Valproate as a novel radiosensitizer in selective internal radiation therapy (SIRT) for unresectable hepatocellular carcinoma.

Abstract

314 Background: A large majority of Hepatocellular Carcinomas (HCC) present in locally advanced or metastatic stages; patients are usually poor candidates for surgical resection. Yttrium-90 Selective Internal Radiation Therapy (SIRT) is employed in both palliative and bridging therapy for unresectable HCCs. Histone Deacetylase Inhibitors (HDACi) are an emerging class of chemotherapeutics which exert their cytotoxicity through epigenetic modification. By maintaining DNA in an open conformation, it increases the surface area exposed for radiation damage- a postulated mechanism of its radiosensitizing effect. It is envisioned that HDACi will greatly augment therapeutic efficacy in brachytherapy. Here, the radiosensitizing effects of valproate, a known HDACi is investigated as potential adjunct with SIRT. Methods: 3 HCC cell lines were studied: HepG2, Hep3B and JNN4. They were first treated at various concentrations of valproate and cell viability was assessed. Next, a Caspase-3/7 assay was carried out to assess cell apoptosis. Westernblot analysis was performed on treated cells to elucidate histone acetylation status with Anti-Acetyl H3/H4 Antibodies. Finally, a clonogenic survival assay compared the effect of Yttrium-90, Lutetium-177, valproate and combination treatment on clonogenic proliferation.
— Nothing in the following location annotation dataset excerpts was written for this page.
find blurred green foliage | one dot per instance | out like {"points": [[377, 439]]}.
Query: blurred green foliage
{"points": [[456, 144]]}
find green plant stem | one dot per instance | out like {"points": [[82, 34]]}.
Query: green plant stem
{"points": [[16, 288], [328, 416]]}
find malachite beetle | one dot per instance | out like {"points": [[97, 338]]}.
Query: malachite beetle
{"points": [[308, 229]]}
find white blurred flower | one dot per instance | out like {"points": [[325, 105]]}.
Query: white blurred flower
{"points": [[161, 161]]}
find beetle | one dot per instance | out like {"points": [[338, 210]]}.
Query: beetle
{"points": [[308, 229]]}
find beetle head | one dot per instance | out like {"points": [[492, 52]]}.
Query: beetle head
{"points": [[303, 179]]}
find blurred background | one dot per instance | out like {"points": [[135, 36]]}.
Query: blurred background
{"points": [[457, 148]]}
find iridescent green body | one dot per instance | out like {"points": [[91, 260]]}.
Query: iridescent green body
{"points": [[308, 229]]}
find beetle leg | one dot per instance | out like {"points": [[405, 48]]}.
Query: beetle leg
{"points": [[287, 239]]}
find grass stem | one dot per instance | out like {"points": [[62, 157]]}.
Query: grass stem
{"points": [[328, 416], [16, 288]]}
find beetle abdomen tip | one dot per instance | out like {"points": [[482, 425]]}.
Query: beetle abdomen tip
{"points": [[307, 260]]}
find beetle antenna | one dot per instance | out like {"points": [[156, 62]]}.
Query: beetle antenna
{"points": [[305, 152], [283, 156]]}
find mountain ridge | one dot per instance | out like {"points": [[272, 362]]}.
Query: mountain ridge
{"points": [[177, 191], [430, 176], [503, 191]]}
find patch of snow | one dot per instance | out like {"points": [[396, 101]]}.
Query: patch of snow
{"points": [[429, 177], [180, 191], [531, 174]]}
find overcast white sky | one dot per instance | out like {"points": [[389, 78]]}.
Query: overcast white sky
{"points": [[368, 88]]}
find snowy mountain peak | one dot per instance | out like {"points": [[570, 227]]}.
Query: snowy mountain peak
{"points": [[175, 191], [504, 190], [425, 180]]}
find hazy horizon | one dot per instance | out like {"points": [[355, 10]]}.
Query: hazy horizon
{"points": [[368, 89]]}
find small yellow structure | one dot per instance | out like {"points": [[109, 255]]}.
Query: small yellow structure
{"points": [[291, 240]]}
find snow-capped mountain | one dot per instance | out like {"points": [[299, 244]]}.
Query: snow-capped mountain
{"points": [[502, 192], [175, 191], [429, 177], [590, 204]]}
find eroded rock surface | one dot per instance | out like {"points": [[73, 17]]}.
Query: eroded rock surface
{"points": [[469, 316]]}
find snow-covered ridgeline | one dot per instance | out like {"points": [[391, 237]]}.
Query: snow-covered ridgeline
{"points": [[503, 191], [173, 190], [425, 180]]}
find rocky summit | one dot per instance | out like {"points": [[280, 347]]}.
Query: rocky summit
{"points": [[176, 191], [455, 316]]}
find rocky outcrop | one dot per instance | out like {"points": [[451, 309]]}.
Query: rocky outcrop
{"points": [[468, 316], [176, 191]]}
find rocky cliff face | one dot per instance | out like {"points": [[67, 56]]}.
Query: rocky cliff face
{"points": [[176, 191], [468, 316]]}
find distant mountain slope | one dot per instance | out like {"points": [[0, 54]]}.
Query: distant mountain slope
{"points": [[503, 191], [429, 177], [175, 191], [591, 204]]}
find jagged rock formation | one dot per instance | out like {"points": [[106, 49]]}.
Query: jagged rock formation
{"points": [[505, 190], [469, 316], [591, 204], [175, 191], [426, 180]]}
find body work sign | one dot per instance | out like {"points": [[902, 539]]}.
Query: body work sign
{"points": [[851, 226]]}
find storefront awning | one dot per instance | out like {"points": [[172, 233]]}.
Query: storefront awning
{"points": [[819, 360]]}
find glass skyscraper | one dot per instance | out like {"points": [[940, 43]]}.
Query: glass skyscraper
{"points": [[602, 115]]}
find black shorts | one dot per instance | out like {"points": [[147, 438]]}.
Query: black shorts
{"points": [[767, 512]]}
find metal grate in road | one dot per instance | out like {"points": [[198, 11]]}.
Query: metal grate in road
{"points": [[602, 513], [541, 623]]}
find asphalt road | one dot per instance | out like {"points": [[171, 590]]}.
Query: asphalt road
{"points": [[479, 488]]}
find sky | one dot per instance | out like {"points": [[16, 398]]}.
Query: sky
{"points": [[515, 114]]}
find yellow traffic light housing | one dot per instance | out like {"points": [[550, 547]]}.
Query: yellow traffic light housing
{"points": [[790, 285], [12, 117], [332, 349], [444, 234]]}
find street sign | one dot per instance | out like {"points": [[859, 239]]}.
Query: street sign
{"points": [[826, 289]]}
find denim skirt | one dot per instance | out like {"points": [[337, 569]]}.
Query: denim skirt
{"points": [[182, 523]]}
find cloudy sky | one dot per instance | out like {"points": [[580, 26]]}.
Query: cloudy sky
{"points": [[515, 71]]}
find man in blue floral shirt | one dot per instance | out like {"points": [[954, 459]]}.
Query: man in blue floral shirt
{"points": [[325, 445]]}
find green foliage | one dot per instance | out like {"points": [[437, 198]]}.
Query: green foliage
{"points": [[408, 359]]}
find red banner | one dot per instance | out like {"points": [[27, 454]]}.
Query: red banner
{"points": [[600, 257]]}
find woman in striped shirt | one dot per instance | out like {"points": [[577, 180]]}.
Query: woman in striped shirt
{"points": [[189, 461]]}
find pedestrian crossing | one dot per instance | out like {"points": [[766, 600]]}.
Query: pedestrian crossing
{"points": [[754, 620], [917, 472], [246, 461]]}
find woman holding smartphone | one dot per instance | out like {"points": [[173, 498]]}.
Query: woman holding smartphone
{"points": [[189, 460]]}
Results: Cell viability studies showed that valproate is cytotoxic to all HCC cell lines at concentrations from 10mM. Westernblot analysis demonstrated that valproate treatment maintained histone acetylation across all HCC cell lines validating it’s mechanism of action. Clonogenic Survival demonstrated a significant reduction of cell survival for all HCC cell lines treated with valproate and Isotope as compared to monotherapy. Conclusions: The use of HDACi such as valproate is not only novel in SIRT but showed great promise as an adjunct therapy. Experiments not only demonstrated its cytotoxicity, but also, reduction in clonogenic and proliferative ability of cancer cells. It can be postulated that the co-administration of valproate with SIRT will enhance therapeutic efficacy, allowing more aggressive and efficacious treatment of HCC.